“Wir werden alle gewünschten Details zusammen mit dem bevorstehendem Jahresbericht der US-Börsenaufsicht offen legen”, so Novell-Sprecher Bruce Lowry am Dienstag. Der Bericht wurde von Novell im Zusammenhang mit Ermittlungen wegen dessen Geschäftspraxis mit Aktionenoptionen zurückgehalten und soll jetzt Ende dieses Monats vorliegen.
Diese Einzelheiten werden mit Spannung erwartet, denn sie sind der Knackpunkt in der derzeitigen Kontroverse um die Anerkennung von Microsoft-Patenten an Linux durch Novell. Demnach verzichtet Microsoft darauf, Nutzer von Novells Linux Enterprise Server patentrechtlich zu verklagen. Die Partnerschaft beinhaltet außerdem eine bessere Abstimmung der Directory-Services, Office-Formate und anderer Softwarepakete von beiden Unternehmen.
Novell sieht sich seit der Unterzeichnung einer heftigen Kritik von Open-Source-Vertretern wie Red Hats Anwalt Mark Webbink ausgesetzt, der das Abkommen eine “Beschwichtigungspolitik” nennt. Zudem veranlasste es die Free Software Foundation (FSF) dazu, ihre aktuelle Open-Source-Lizenz zu ändern, um solche Abkommen in Zukunft unmöglich zu machen.
Die Kontroverse wurde noch stärker angeheizt, nachdem Microsoft in einer Mitteilung sagte, dass Linux und andere Open-Source-Software 235 Microsoft-Patente verletzen würden. “Diese Nachricht verärgert und erfreut Novell”, erklärt Justin Steinman, Marketing-Chef bei Novell für Linux. “Einerseits glauben wir nicht an den Nutzen solcher Sprüche. Andererseits können wir aber von Microsofts Säbelrasseln profitieren, da unsere Kunden ja geschützt sind. Im Großen und Ganzen sind wir nicht sehr erfreut und hätten uns einen weniger aggressiven Ton gewünscht. Der finanzielle Effekt für uns ist allerdings bemerkenswert. Microsoft war im ersten Quartal 2007 unser Vertriebskanal Nummer Eins”, stellt Steinman heraus.
Jonathan Corbet, Linux-Kernel-Programmierer und Herausgeber von LWN.net, fühlt sich beleidigt. “Wir sind stolz auf die Qualität der Open-Source-Software, und jetzt kommt Novell daher und behauptet, der Code gehört uns nicht und kann nur vertrieben werden, wenn man an Microsoft einen Ablass zahlt. Ich fühle mich wie ein Dieb. Dieser Vorgang spaltet die Community”, klagt Corbet.

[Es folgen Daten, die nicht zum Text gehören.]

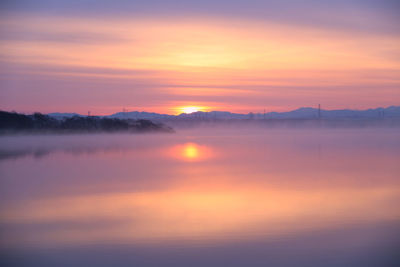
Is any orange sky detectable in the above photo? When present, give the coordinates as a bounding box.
[0,11,400,115]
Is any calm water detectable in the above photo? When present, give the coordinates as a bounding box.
[0,129,400,266]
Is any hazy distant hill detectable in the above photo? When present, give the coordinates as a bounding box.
[90,106,400,120]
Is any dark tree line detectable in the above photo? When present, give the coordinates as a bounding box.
[0,111,172,132]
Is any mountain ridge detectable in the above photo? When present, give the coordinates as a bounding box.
[47,106,400,120]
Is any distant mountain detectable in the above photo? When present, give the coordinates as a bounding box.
[48,106,400,121]
[107,111,175,120]
[47,112,83,119]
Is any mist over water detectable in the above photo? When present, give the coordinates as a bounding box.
[0,129,400,266]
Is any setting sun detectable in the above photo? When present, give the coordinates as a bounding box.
[180,106,203,114]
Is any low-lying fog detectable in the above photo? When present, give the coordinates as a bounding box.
[0,127,400,266]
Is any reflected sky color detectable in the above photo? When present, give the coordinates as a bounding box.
[0,0,400,114]
[0,129,400,261]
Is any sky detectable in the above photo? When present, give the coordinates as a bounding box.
[0,0,400,115]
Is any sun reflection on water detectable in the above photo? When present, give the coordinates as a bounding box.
[168,142,213,161]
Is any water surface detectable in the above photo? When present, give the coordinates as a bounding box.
[0,129,400,266]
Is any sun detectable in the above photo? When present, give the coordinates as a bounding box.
[180,106,202,114]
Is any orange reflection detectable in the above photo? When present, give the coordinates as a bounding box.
[2,185,399,247]
[168,143,213,161]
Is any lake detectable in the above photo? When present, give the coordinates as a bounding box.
[0,127,400,267]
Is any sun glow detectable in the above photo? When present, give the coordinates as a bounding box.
[180,106,203,114]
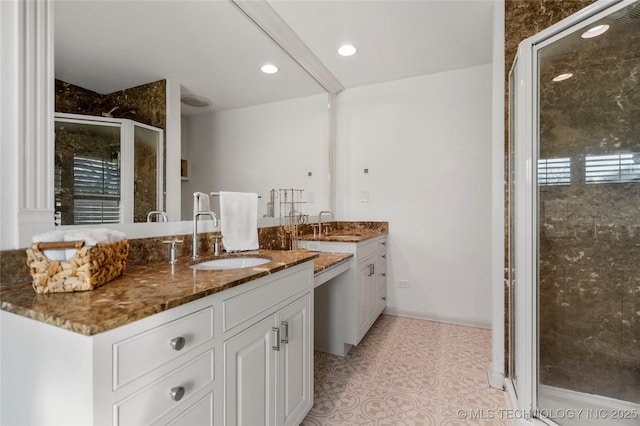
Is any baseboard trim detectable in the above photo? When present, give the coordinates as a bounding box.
[487,370,505,391]
[384,306,491,330]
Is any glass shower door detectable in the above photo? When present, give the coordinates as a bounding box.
[536,1,640,425]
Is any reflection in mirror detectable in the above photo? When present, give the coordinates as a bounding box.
[53,0,329,230]
[54,114,163,225]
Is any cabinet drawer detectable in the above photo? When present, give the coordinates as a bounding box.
[113,306,213,390]
[167,392,213,426]
[113,349,213,425]
[222,269,310,332]
[378,238,387,253]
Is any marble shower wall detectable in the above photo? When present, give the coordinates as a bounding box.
[504,0,595,376]
[538,3,640,402]
[55,80,167,224]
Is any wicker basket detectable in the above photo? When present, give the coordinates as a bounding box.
[27,240,129,293]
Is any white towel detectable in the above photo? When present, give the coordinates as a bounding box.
[31,231,67,262]
[64,228,111,260]
[220,191,258,252]
[31,228,126,261]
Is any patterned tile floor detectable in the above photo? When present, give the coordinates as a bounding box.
[302,315,511,426]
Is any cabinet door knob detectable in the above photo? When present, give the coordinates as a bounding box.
[169,336,187,351]
[271,327,280,351]
[169,386,185,402]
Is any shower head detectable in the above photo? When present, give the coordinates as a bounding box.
[102,107,136,118]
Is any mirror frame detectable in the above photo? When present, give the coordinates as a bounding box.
[0,0,344,249]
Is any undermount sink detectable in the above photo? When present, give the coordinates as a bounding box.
[189,257,271,270]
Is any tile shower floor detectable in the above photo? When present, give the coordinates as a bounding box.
[302,315,511,426]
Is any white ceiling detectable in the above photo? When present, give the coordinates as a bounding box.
[54,0,493,114]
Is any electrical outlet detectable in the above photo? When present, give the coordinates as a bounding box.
[398,280,409,288]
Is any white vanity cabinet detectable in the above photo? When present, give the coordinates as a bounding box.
[299,235,387,356]
[0,261,313,426]
[221,270,313,426]
[1,297,218,425]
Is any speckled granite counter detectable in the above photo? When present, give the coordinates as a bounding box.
[0,250,320,335]
[0,250,353,336]
[299,222,389,243]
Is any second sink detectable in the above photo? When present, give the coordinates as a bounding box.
[189,257,271,270]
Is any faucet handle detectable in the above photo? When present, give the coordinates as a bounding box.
[209,235,222,256]
[162,238,183,263]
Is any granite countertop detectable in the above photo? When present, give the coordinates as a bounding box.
[0,250,320,336]
[300,228,387,243]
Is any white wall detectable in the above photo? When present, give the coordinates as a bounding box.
[337,65,492,327]
[182,94,329,219]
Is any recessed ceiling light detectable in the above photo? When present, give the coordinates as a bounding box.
[260,64,278,74]
[553,72,573,82]
[338,44,357,56]
[582,24,609,38]
[180,95,211,108]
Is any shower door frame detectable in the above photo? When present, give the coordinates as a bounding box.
[506,0,635,425]
[53,112,164,226]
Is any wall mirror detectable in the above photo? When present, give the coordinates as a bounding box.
[52,0,330,226]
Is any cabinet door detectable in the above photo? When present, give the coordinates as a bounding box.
[223,314,278,426]
[358,257,375,343]
[277,294,313,426]
[375,251,387,318]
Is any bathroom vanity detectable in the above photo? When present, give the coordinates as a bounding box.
[299,229,387,356]
[0,250,318,425]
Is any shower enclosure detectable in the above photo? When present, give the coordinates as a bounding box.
[510,0,640,425]
[54,113,164,225]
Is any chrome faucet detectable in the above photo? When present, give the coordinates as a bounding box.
[191,212,218,259]
[191,192,218,259]
[147,210,169,222]
[318,210,333,236]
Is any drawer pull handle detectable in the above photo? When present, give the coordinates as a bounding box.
[169,386,184,402]
[169,336,187,351]
[271,327,280,351]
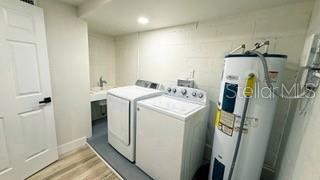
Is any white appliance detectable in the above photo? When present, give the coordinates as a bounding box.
[209,54,287,180]
[107,80,163,162]
[136,87,208,180]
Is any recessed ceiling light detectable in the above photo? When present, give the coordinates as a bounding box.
[138,17,149,25]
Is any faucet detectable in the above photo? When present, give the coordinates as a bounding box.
[98,76,108,90]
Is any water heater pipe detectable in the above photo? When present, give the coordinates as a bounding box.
[228,73,256,180]
[247,50,309,99]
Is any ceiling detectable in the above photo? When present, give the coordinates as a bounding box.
[61,0,310,35]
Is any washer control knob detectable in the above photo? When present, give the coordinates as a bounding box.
[181,89,187,95]
[172,88,177,93]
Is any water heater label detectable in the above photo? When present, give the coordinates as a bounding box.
[216,110,235,136]
[221,83,238,113]
[269,71,279,83]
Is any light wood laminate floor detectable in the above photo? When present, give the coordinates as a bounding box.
[27,146,119,180]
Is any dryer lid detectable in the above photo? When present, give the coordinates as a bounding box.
[107,86,162,100]
[140,96,203,117]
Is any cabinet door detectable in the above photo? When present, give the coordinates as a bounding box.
[0,0,58,179]
[107,95,130,145]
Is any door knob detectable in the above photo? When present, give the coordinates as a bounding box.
[39,97,51,104]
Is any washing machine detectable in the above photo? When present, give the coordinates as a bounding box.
[136,87,209,180]
[107,80,163,162]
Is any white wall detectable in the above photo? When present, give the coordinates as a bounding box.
[278,0,320,180]
[115,1,313,170]
[89,32,116,87]
[39,0,91,152]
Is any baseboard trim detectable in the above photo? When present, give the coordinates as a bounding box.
[86,143,124,180]
[58,137,87,156]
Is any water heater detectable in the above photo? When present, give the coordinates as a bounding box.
[209,53,287,180]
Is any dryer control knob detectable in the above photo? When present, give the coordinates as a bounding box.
[172,88,177,93]
[181,89,187,95]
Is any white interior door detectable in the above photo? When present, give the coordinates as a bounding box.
[0,0,58,179]
[107,95,130,145]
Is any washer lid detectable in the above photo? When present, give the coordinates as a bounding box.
[138,96,203,118]
[107,86,162,100]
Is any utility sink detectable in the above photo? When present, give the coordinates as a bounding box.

Microsoft wurde bereits mehrfach kritisiert, weil es keine genaueren Angaben zu den 235 verletzten Patenten gemacht hat. Andere wollen es gar nicht so genau wissen. “Als Architekt einer virtuellen Maschine für eine dynamische Programmiersprache will ich gar nicht wissen, welche Codes genau angeblich verletzt wurden. Sonst müssten wir den Rechtsweg einschlagen, und so weit wollen wir gar nicht gehen” sagt Allison Randal, Open-Source-Evangelist für O’Reilly Media und Projektmanager für das Perl-6-Entwicklungsteam.